Ostatnie dane GUS pokazują rosnące ceny żywności w Polsce. Ma to związek m.in. z globalną sytuacją. Dobrym przykładem jest kakao, którym tak jak np. ropą naftową, złotem czy akcjami spółek, handluje się na giełdzie. Ostatnie dni przyniosły dynamiczne wzrosty cen.
- Notowania kakao mają za sobą dynamiczną, wzrostową serię. Cena tego towaru w Stanach Zjednoczonych jeszcze niecały miesiąc temu oscylowała w rejonie 2230 dolarów za tonę, natomiast obecnie przekracza już 2600 dolarów za tonę - wylicza Dorota Sierakowska, analityk Domu Maklerskiego BOŚ.
Ekspertka wskazuje, że to najwyższy poziom notowań kakao od pierwszych dni marca bieżącego roku, a więc od ponad pięciu miesięcy.
W tydzień kakao zdrożało o 8 proc., a w miesiąc o blisko 16 proc. Skąd taka zmiana?
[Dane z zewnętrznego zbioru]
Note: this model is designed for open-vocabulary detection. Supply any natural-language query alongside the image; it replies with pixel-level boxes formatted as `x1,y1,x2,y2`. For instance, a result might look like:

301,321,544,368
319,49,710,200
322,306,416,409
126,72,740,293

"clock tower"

- Zwyżka cen kakao wywołana została w dużej mierze ożywieniem popytu na ten towar na skutek złagodzenia restrykcji pandemicznych w krajach kluczowych z punktu widzenia handlu kakao. Z pewnością pomogły również zwyżki na rynkach wielu innych towarów rolnych - tłumaczy Sierakowska.
To nie są dobre wieści dla amatorów np. czekolady, której ceny mogą pójść w górę. Pytanie, czy to tylko chwilowy skok cen, czy może trwalsza tendencja i powtórzy się historia z końcówki 2020 roku, gdy tona kakao kosztowała już ponad 2800 dolarów?
Czytaj więcej: Słono płacimy za ożywienie w gospodarce. Rekordowy wzrost PKB napędza najwyższa od 10 lat inflacja
- Notowania kakao nie mają już zbytnio fundamentalnych powodów do kontynuacji zwyżek - uważa ekspertka DM BOŚ.
Sugeruje, że produkcja kakao w sezonie 2020/2021 w kluczowych krajach, czyli na Wybrzeżu Kości Słoniowej i w Ghanie, ma być spora. Co więcej, w pierwszym z wymienionych krajów pojawiły się ostatnio deszcze na terenach uprawnych, co zwiększa szanse na szybsze od oczekiwań rozpoczęcie zbiorów.
Można więc mieć nadzieję na stabilizację cen.